According to him, such teething challenges were bound to occur especially when the Commission was implementing the new structure in the country for the first time and called on workers to collaborate with the FWSC to rectify all mistakes.
Vice President Mahama was addressing the 50th Anniversary celebration of Ada Senior High School under the theme,” Adasco at Fifty, achievements and challenges and the way forward”.
The School, which was established in 1961, has 62 permanent teaching staff with a total student population of 992 offering Science, General Arts and Business.
Vice President Mahama said the Government would make education affordable and accessible by improving the infrastructure of schools and equipping teachers coupled with sufficient motivation for them to put up their best.
He said government had constructed a two-storey 12-unit classroom block in the school and would continue to support the school financially and logistically to achieve its goals in the coming years.
The Vice President appealed to teachers to launch a crusade against cyber crime and the use of drugs among the youth especially, students to reduce or eliminate the rising crime wave in the country.
He also appealed to teachers to inculcate in the students moral discipline so that they could grow up to become useful and self-reliant adults in future.
Mr J.T Tugah, Headmaster of the School, appealed to the Government to support the school to increase staff accommodation on campus, as it currently depended on only two bungalows accommodating five housemasters.
He said other housemasters shared accommodation blocks with students while majority of the tutors lived in town and commute an average of eight kilometres per day.

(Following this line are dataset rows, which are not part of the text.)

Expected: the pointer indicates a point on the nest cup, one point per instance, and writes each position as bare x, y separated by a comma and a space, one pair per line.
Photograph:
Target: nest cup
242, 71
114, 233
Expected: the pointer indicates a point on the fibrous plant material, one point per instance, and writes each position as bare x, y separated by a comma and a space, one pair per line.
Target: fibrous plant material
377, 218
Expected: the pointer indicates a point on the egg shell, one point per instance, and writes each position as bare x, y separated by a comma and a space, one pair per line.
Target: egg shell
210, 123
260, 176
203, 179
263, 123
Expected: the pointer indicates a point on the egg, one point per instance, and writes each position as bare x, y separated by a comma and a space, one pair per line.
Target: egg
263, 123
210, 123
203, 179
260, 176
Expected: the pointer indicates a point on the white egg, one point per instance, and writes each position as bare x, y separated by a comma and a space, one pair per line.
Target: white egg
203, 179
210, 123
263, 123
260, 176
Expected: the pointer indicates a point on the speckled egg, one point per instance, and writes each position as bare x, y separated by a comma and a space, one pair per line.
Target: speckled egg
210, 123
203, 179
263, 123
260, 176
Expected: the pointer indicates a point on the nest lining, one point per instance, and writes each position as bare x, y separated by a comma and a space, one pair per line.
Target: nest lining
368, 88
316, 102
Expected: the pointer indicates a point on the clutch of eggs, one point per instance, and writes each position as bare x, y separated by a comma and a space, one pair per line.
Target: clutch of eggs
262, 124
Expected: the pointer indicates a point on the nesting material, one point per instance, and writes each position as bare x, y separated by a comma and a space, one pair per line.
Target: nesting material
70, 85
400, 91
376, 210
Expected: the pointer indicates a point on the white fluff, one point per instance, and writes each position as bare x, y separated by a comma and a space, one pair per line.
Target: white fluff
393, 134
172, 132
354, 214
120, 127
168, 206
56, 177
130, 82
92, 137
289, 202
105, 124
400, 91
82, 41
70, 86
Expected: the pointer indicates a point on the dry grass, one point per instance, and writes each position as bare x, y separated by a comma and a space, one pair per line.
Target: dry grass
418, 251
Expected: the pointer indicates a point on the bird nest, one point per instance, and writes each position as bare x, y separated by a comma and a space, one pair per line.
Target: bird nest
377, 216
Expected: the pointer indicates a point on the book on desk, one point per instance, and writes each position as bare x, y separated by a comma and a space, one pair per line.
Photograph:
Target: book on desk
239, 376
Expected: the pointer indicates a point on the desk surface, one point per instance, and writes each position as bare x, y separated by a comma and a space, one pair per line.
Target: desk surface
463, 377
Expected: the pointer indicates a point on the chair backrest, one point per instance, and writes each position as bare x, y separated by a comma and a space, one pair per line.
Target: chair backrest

Mr Tugah called on government to help the School to construct a fence wall to ward off encroachers of the school lands.
Mr Alex Tettey-Enyo, a former Headmaster of the school, called on the students to take advantage of the numerous infrastructural projects the Government was providing in the school to learn hard to achieve their future goals.
Students who distinguished themselves in various subjects and courses were presented with awards.